Just saw a lot of the later posts! I really don't agree that an unusual, i.e. Irish name, would hold someone back in the workplace. DH has been worrying about this though and hence suggesting (what I would consider) typical middle class British names, but i just cannot imagine myself as a mother to a child called Isabella etc. Speaking from experience (with a fairly unusual Irish name that's definitely unpronounceable here) I've always found it made me more memorable at work and was a great conversation starter - hopefully my daughter will feel the same and be proud of her heritage!
Also I grew up in a Gaeltacht, went to all Irish schools and don't agree that Irish "barely exits" as a spoken language in Ireland - all my family in Ireland regularly speak Irish to their children
Sive is an alternative spelling for Sadhbh if you like the name but your DH worries about the spelling
My DH is a dubliner and felt that a Gaelic name would be really hard work for kid in the UK. I really really wanted to call DD2 Roisin, but used it as a middle name instead. I regret it, but every grown up Roisin I've met since has said I did the right thing!
I really liked Clodagh but an english friend's reaction to it put me right off it. She said 'what, like the ring?' and I thought 'what ring, a Clodagh ring, what?' and then I realised what she meant! I went right off Clodagh then. (for use in the UK that is) It's a beautiful name though.
Message withdrawn at poster's request.
Athinginyourlife, I couldn't agree with you more wholeheartedly. Choosing to spell Irish names that have a well-established simplification in a more complicated fashion, when you are living outside of Ireland, it is a bit misguided
dickish. I can get to grips with Maedhbh but there are several different legitimate Irish spellings, and only one English form, so yes, I would pick Maeve every time.
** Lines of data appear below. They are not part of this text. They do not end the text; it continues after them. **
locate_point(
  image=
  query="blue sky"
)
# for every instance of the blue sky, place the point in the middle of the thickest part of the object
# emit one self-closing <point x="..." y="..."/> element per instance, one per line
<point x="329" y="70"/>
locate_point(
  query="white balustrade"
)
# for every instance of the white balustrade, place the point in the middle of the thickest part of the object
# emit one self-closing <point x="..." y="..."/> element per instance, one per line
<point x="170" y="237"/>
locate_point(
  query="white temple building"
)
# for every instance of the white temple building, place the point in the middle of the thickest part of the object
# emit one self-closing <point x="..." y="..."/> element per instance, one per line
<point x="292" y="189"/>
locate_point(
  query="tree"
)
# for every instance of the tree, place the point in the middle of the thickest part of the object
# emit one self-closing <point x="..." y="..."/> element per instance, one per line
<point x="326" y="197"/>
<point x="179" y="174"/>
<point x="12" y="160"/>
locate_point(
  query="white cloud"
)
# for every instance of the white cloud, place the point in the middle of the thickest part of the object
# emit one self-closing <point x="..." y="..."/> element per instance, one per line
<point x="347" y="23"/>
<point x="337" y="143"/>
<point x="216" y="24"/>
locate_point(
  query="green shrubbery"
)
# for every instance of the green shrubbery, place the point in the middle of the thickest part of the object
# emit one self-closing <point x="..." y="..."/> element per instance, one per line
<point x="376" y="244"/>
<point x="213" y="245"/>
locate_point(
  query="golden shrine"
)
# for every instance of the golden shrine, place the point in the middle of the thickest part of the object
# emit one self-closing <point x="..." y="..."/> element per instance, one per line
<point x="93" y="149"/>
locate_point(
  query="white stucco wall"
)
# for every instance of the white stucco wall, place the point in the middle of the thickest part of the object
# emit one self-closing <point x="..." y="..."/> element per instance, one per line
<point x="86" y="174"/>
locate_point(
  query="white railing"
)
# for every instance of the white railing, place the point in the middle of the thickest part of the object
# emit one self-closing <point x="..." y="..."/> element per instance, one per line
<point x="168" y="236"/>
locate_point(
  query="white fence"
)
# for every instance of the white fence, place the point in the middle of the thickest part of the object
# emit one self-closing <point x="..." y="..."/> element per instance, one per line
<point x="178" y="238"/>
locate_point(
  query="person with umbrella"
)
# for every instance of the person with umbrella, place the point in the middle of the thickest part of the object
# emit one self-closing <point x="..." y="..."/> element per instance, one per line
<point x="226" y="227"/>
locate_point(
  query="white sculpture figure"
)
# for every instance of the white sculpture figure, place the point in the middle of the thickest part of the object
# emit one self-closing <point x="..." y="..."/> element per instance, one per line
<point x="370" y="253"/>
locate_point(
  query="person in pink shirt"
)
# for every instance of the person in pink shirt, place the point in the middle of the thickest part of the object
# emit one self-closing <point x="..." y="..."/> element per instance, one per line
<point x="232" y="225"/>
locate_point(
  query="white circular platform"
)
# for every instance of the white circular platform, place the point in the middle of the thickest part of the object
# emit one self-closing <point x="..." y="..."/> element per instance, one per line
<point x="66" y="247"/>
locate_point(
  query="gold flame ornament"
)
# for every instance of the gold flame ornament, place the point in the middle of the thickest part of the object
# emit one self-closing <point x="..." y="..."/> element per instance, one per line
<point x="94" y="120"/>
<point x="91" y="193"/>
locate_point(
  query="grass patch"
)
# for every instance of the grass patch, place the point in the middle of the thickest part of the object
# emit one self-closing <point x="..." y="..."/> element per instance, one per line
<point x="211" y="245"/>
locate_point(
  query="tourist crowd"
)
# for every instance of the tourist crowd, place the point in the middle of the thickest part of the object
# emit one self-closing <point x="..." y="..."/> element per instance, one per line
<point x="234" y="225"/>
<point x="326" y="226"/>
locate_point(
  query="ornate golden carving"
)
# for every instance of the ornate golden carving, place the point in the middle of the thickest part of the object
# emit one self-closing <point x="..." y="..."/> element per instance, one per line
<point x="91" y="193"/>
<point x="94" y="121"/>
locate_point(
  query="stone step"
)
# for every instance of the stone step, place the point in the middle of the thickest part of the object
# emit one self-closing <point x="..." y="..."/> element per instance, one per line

"I really liked Clodagh but an english friend's reaction to it put me right off it. She said 'what, like the ring?"
Reminds me of (English) DH ruining the name Laoise for me by saying "as in Port Laoise (prison)"?
I showed your names to my Irish parents and they have no idea how to pronounce most of them!
If I am honest, I am really not keen on the archaic spellings of most of these names. To me, they look ugly and most people would struggle to pronounce & spell them. I say that as a sister of a Siobhan, and even this very common name gets mis-spelled & mis-pronounced on a daily basis.